You may recall we are doing some work to try and clear the backlog of old requests (review, super-review, feedback etc.) This first involved sticking a CSV template on bugzilla.mozilla.org so we could monitor the number and age of outstanding requests. Since mid-December, I’ve been downloading a full dump of the outstanding reviews each day. Then, in mid-January, we implemented a gently nagging email, to be sent every week, reminding people about their requests older then 7 days. I have now written a script to analyse that data, to see if the email has had any effect.
Here’s what happened, looking at the most common type of request (“review”), in terms of the number of review-days outstanding:
The first noticeable downtick in the graph is just after the first nagging email got sent out, and as you can see, the effect continued weekly for about a month, before vanishing, and the level plateaued again. I would interpret that as an indication that all the low-hanging fruit is now gone. And there’s still a lot of outstanding reviews – 928 older than 90 days (down from 1192).
We reduced the number of outstanding review-days. But was this due to people dealing with some old ones, or were people getting more timely with newer ones? If we do the graph again, this time ignoring all reviews older then 30 days, we can see that (if we assume the number of new review requests per day is roughly constant, which as far as I can tell it is) there’s not been much reduction in waiting time:
So what do we do now?
I think we want to get to a place where no request is outstanding more than 30 days, and where someone with contributor engagement can monitor requests as they cross that threshold and try and see why and when something went wrong. On average, 4.4 reviews a day cross the 30 -> 31 day threshold. As reviews are the most common type of request, I’d suspect it’s about 5 requests a day.
Here are some options to clarify the situation and make it better in the future (of which we could do more than one). Note that here I am talking about requests which have the ability to take an explicit requestee (such as “review”).

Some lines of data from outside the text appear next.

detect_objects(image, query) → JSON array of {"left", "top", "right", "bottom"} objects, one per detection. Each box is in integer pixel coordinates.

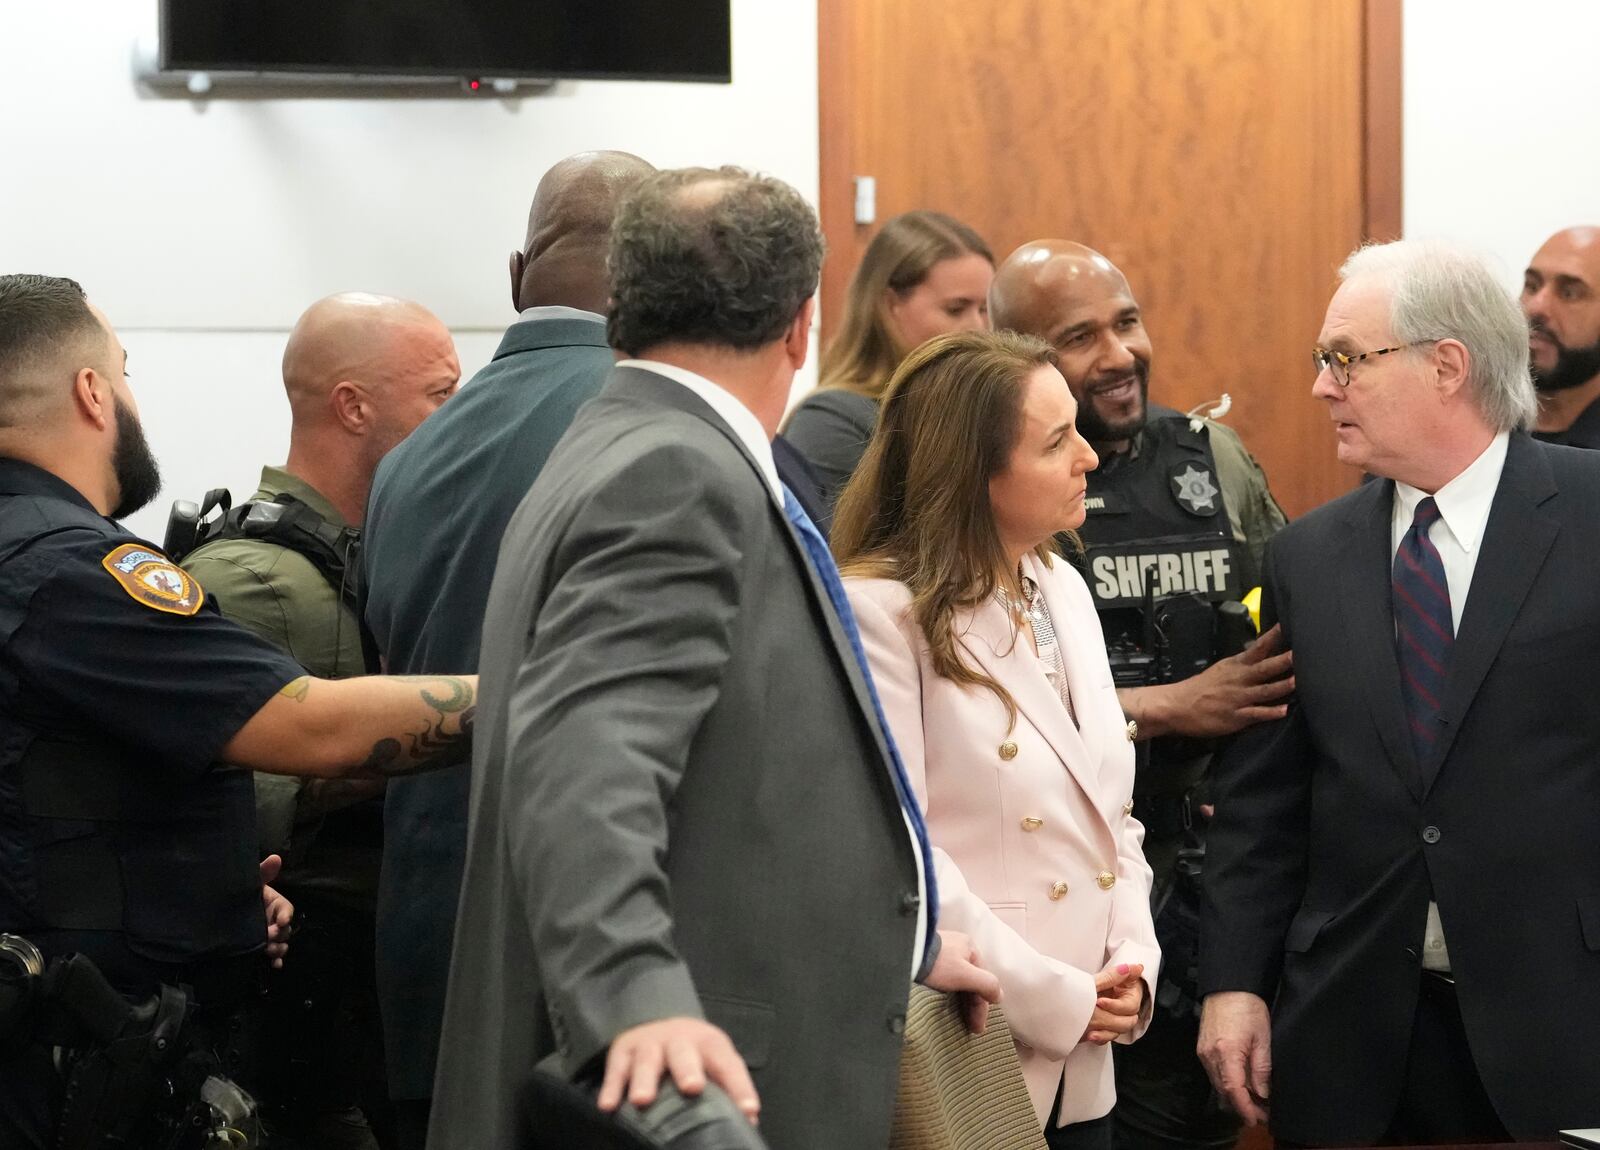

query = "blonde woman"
[{"left": 784, "top": 211, "right": 993, "bottom": 521}]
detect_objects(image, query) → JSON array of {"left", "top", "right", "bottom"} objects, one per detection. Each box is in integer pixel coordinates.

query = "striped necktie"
[{"left": 1393, "top": 497, "right": 1453, "bottom": 762}]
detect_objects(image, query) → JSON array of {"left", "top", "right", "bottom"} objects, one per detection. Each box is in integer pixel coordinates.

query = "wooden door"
[{"left": 819, "top": 0, "right": 1402, "bottom": 519}]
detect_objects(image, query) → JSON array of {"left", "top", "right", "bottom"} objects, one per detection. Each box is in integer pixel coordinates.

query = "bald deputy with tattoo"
[{"left": 0, "top": 275, "right": 477, "bottom": 1150}]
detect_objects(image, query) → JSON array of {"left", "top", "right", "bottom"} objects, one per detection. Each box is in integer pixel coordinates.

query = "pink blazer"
[{"left": 847, "top": 552, "right": 1160, "bottom": 1128}]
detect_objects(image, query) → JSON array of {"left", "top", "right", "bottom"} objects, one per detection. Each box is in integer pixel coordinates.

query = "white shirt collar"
[
  {"left": 515, "top": 304, "right": 605, "bottom": 323},
  {"left": 1393, "top": 431, "right": 1509, "bottom": 556},
  {"left": 616, "top": 359, "right": 782, "bottom": 504}
]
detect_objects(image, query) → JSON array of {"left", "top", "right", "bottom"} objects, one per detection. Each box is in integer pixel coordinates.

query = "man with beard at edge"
[
  {"left": 0, "top": 275, "right": 479, "bottom": 1149},
  {"left": 1522, "top": 226, "right": 1600, "bottom": 448},
  {"left": 990, "top": 241, "right": 1293, "bottom": 1150}
]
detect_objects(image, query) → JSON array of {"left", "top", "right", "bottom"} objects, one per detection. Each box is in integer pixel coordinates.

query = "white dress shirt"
[
  {"left": 1389, "top": 430, "right": 1509, "bottom": 971},
  {"left": 619, "top": 358, "right": 929, "bottom": 976},
  {"left": 517, "top": 304, "right": 607, "bottom": 324},
  {"left": 1390, "top": 431, "right": 1509, "bottom": 633}
]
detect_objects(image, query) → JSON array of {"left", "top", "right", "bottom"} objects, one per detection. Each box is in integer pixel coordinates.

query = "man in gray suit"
[
  {"left": 427, "top": 167, "right": 998, "bottom": 1149},
  {"left": 362, "top": 150, "right": 654, "bottom": 1149}
]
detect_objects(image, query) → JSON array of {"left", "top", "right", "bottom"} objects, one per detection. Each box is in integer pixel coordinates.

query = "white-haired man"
[{"left": 1197, "top": 240, "right": 1600, "bottom": 1144}]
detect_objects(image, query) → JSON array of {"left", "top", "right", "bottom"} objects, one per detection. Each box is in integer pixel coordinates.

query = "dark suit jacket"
[
  {"left": 362, "top": 311, "right": 615, "bottom": 1100},
  {"left": 1200, "top": 433, "right": 1600, "bottom": 1142},
  {"left": 781, "top": 386, "right": 880, "bottom": 531},
  {"left": 426, "top": 366, "right": 923, "bottom": 1149},
  {"left": 770, "top": 433, "right": 829, "bottom": 534}
]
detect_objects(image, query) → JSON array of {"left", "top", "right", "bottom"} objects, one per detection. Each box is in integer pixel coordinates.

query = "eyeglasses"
[{"left": 1311, "top": 339, "right": 1444, "bottom": 387}]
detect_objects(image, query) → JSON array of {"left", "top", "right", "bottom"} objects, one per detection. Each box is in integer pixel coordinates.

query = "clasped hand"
[{"left": 1083, "top": 962, "right": 1145, "bottom": 1045}]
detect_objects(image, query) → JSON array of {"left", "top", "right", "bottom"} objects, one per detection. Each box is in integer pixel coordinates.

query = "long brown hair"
[
  {"left": 833, "top": 329, "right": 1058, "bottom": 723},
  {"left": 819, "top": 211, "right": 993, "bottom": 401}
]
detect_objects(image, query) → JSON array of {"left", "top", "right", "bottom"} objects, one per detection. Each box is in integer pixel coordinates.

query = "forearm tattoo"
[{"left": 356, "top": 675, "right": 477, "bottom": 777}]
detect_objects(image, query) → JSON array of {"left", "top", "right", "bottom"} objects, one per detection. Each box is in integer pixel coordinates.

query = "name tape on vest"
[{"left": 1083, "top": 490, "right": 1130, "bottom": 515}]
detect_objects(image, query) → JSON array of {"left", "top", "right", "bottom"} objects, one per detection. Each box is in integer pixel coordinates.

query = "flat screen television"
[{"left": 160, "top": 0, "right": 732, "bottom": 82}]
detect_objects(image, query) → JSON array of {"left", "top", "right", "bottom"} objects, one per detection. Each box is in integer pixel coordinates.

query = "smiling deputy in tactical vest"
[{"left": 990, "top": 242, "right": 1292, "bottom": 1150}]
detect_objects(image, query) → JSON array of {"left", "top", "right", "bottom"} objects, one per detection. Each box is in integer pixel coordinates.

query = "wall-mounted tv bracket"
[{"left": 132, "top": 35, "right": 556, "bottom": 99}]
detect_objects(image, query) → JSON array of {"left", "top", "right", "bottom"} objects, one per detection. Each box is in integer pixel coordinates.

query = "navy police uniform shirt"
[{"left": 0, "top": 457, "right": 304, "bottom": 993}]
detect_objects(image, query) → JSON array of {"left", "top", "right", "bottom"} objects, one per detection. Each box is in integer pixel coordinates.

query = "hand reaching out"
[
  {"left": 1170, "top": 625, "right": 1294, "bottom": 737},
  {"left": 1122, "top": 625, "right": 1293, "bottom": 740}
]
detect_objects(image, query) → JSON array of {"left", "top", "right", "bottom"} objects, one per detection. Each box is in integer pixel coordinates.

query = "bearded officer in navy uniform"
[
  {"left": 0, "top": 274, "right": 477, "bottom": 1149},
  {"left": 991, "top": 242, "right": 1293, "bottom": 1150}
]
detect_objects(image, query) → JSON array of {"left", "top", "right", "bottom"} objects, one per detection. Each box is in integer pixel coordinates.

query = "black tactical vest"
[
  {"left": 1078, "top": 406, "right": 1240, "bottom": 602},
  {"left": 14, "top": 737, "right": 262, "bottom": 968},
  {"left": 1066, "top": 407, "right": 1244, "bottom": 678},
  {"left": 0, "top": 497, "right": 261, "bottom": 980},
  {"left": 167, "top": 489, "right": 379, "bottom": 675}
]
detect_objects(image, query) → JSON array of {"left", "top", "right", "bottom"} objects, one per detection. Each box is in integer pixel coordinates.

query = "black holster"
[
  {"left": 0, "top": 938, "right": 260, "bottom": 1150},
  {"left": 52, "top": 972, "right": 192, "bottom": 1149}
]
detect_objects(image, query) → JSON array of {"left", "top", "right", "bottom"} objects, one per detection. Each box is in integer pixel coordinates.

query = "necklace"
[
  {"left": 996, "top": 565, "right": 1078, "bottom": 725},
  {"left": 993, "top": 565, "right": 1038, "bottom": 622}
]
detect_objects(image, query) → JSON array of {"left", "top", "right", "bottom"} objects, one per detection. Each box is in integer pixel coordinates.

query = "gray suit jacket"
[
  {"left": 428, "top": 366, "right": 923, "bottom": 1149},
  {"left": 363, "top": 311, "right": 615, "bottom": 1099}
]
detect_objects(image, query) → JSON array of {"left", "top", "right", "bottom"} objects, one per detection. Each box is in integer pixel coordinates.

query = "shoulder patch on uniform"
[{"left": 100, "top": 544, "right": 205, "bottom": 616}]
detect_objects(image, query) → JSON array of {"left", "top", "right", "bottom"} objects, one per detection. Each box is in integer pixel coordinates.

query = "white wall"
[
  {"left": 0, "top": 0, "right": 818, "bottom": 541},
  {"left": 10, "top": 0, "right": 1594, "bottom": 542},
  {"left": 1404, "top": 0, "right": 1600, "bottom": 282}
]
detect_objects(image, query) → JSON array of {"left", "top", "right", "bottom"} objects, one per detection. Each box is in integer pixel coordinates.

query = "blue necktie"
[
  {"left": 780, "top": 485, "right": 939, "bottom": 948},
  {"left": 1393, "top": 497, "right": 1453, "bottom": 762}
]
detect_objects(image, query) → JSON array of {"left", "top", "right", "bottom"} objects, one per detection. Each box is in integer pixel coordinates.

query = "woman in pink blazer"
[{"left": 834, "top": 330, "right": 1160, "bottom": 1150}]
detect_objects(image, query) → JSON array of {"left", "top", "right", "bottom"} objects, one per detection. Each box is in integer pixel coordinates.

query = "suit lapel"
[
  {"left": 766, "top": 510, "right": 916, "bottom": 828},
  {"left": 1028, "top": 553, "right": 1112, "bottom": 754},
  {"left": 956, "top": 578, "right": 1103, "bottom": 809},
  {"left": 778, "top": 513, "right": 908, "bottom": 780},
  {"left": 1338, "top": 479, "right": 1425, "bottom": 801},
  {"left": 1424, "top": 435, "right": 1559, "bottom": 793}
]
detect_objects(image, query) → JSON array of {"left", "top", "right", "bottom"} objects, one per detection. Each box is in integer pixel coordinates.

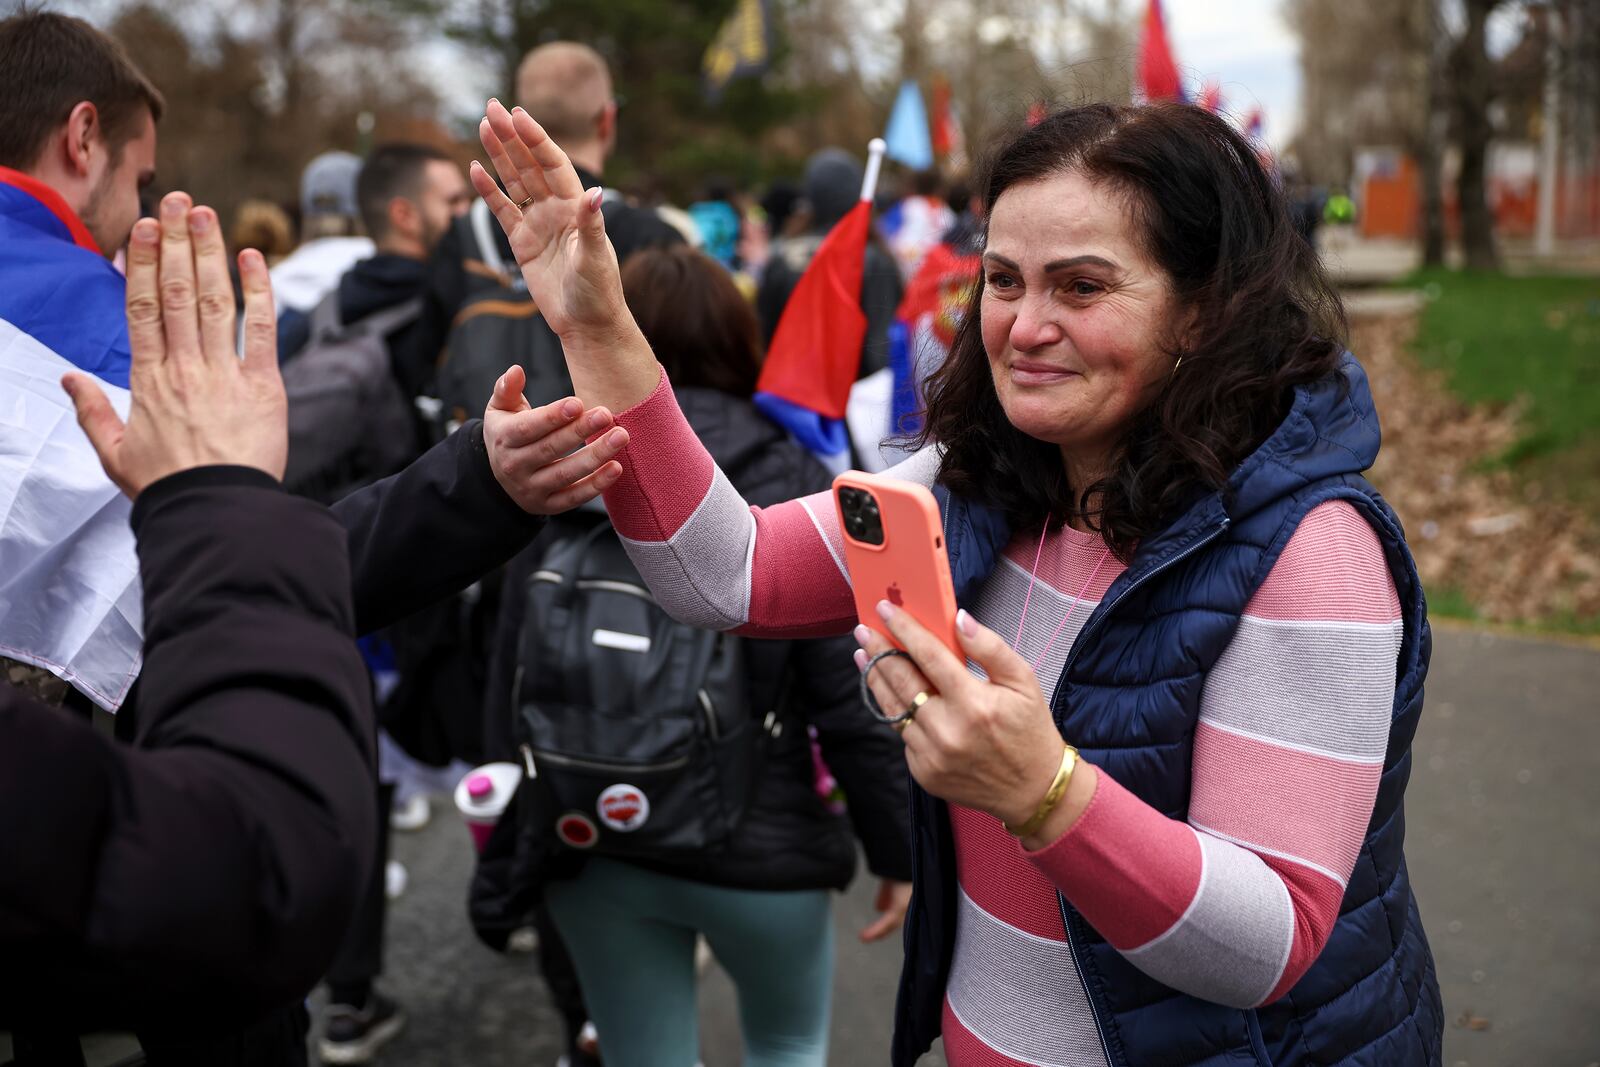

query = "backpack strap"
[
  {"left": 308, "top": 290, "right": 344, "bottom": 342},
  {"left": 352, "top": 295, "right": 425, "bottom": 340},
  {"left": 470, "top": 198, "right": 510, "bottom": 278}
]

- Ban new requests “of the wind” (ones without a named requestee)
- Ban new requests of requestees who have not been active in Bugzilla for > N days (suggested N: 30)
- Cancel existing requests of requestees who have not been active in Bugzilla for > N days (suggested N: 30)
- Cancel existing requests on VERIFIED bugs (are there any which could validly be on such bugs?)
- Cancel existing requests on RESOLVED bugs (are there any which could validly be on such bugs?)
- Cancel existing requests which have been outstanding > N days (suggested N: 30)
- Find someone to examine requests which cross an N-day boundary and investigate them (suggested N: 30)
All bans would be accompanied by advice on finding an appropriate reviewer. All cancellations would be accompanied by an apologetic comment and useful advice for the patch submitter about steps to take next.